OK, so deemed privileged, right?

Well, they were…but… Securitas’ outside counsel wrote to the Illinois Insurance Department seeking exemption from certain rules for all of Securitas’ subs, including but without in any way limiting the generality of the foregoing, as the high-priced lawyers so elegantly put it, Centaur.

Here’s what Securitas’ outside counsel wrote to the Illinois insurance people that sets off STJ Lew and blows up Securitas: “The reason for the transfer of the Centaur stock from BI-Insurance Holding to Securitas Group Re is tax related. At present, the rehabilitation estate of Centaur is exempt from federal income tax (including tax on its investment income) because it has no premium income. (See 26 U.S.C. §501(c)(15), exempting certain insurance companies with annual premium less than $350,000.) However, the U.S. corporate group of which Pinkerton’s is a member is implementing a captive insurance program, which could jeopardize Centaur’s federal tax exemption if Centaur and the new captive insurer are in the same U.S. ‘controlled group’ for tax purposes. (See 26 U.S.C. §501(c)(15)(all insurers and premiums in the same ‘controlled group’ treated in the aggregate for purposes of the $350,000 limitation.) If there were no sale of Centaur stock, and if Centaur were to lose federal tax exemption as a result, a federal income tax liability could arise on Centaur’s investment income. The rehabilitation estate of Centaur, and the common parent of Pinkerton’s U.S. corporate group, would be jointly liable to the federal government for such tax. The proposed sale is intended to prevent this from happening, preserving Centaur’s federal tax exempt status by removing Centaur from the U.S. ‘controlled group’ for federal income tax purposes.” Order, p. 2.

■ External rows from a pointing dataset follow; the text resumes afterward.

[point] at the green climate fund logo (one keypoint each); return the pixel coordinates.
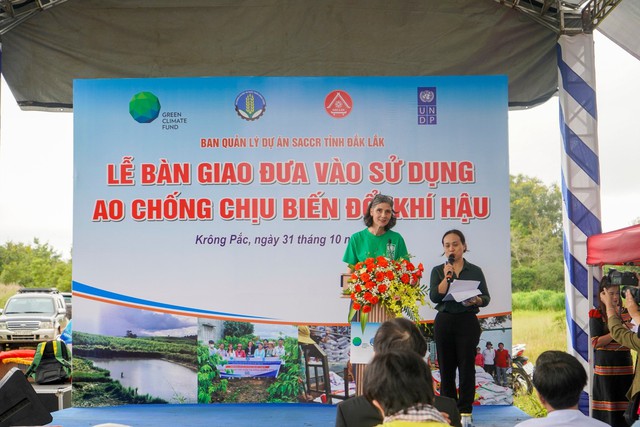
(144, 107)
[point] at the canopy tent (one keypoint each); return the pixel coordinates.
(615, 248)
(164, 38)
(48, 43)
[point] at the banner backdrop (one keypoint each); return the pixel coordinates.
(234, 198)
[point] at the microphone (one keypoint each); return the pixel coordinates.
(450, 274)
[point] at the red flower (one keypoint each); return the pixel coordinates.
(595, 313)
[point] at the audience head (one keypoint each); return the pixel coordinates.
(614, 290)
(377, 199)
(559, 379)
(396, 380)
(401, 334)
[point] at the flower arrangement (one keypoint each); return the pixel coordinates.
(393, 283)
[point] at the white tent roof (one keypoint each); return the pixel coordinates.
(48, 44)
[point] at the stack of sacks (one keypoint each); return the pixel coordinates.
(487, 391)
(335, 343)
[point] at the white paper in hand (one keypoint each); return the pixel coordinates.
(460, 290)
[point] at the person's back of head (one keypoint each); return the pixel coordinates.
(559, 379)
(400, 334)
(398, 380)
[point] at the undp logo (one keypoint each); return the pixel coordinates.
(144, 107)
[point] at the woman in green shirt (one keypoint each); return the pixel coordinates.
(377, 239)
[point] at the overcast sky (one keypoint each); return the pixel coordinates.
(36, 155)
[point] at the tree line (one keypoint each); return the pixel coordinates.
(536, 245)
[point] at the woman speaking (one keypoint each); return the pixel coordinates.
(377, 239)
(456, 327)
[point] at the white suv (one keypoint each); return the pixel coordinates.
(32, 316)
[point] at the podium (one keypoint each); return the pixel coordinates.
(378, 314)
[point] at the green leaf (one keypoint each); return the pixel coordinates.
(352, 312)
(363, 320)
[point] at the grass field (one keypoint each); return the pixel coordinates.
(540, 331)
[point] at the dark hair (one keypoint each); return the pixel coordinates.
(605, 283)
(377, 199)
(398, 380)
(559, 378)
(457, 233)
(401, 334)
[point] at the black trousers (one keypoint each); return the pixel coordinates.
(456, 337)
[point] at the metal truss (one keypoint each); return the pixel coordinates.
(13, 12)
(567, 17)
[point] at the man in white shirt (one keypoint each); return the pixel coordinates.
(559, 379)
(279, 351)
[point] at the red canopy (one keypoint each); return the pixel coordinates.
(615, 247)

STJ Lew is unimpressed with Securitas’ riposte: “According to respondent [IRS], the letter operates as a waiver of the attorney-client and/or section 7525 privileges asserted by petitioners. Petitioners characterize this letter as nothing more than a routine public filing that reveals neither a confidential communication made to petitioners’ tax advisors by petitioners nor any tax advice given in return. According to petitioners, like any public filing the letter does not result in the waiver of any privilege. For the most part, we agree with petitioners with respect to the consequences of a public filing, but only in principle; we disagree with their characterization of the letter and its consequences. The letter reveals, at least in part, the Federal income tax planning and advice given to petitioners by their tax advisors in ‘implementing a captive insurance program’, which program (1) is the topic of all of the documents identified in petitioners’ privilege log; and (2) presumably gave rise to the disputed deduction. That being so, by revealing the tax advice and, if only by implication, the facts on which the advice is based, the attorney-client privilege as well as the section 7525 privilege are waived. Although the letter reveals only a part of the tax advice given to petitioners in connection with its ‘captive insurance program’ tax planning, the waiver applies to the entire topic and therefore to each document identified on petitioners’ privilege log.” Order, p. 2. (Citation and footnote omitted).

And even though IRS didn’t ask for everything, expansive STJ Lew tells Securitas to cough up, as IRS didn’t know all the documents, but STJ Lew says Securitas waived as to everything.

Moral of the story- Least said, soonest mended.

Full disclosure – A member of my immediate family works for PriceWaterhouseCoopers, but played no part in this matter.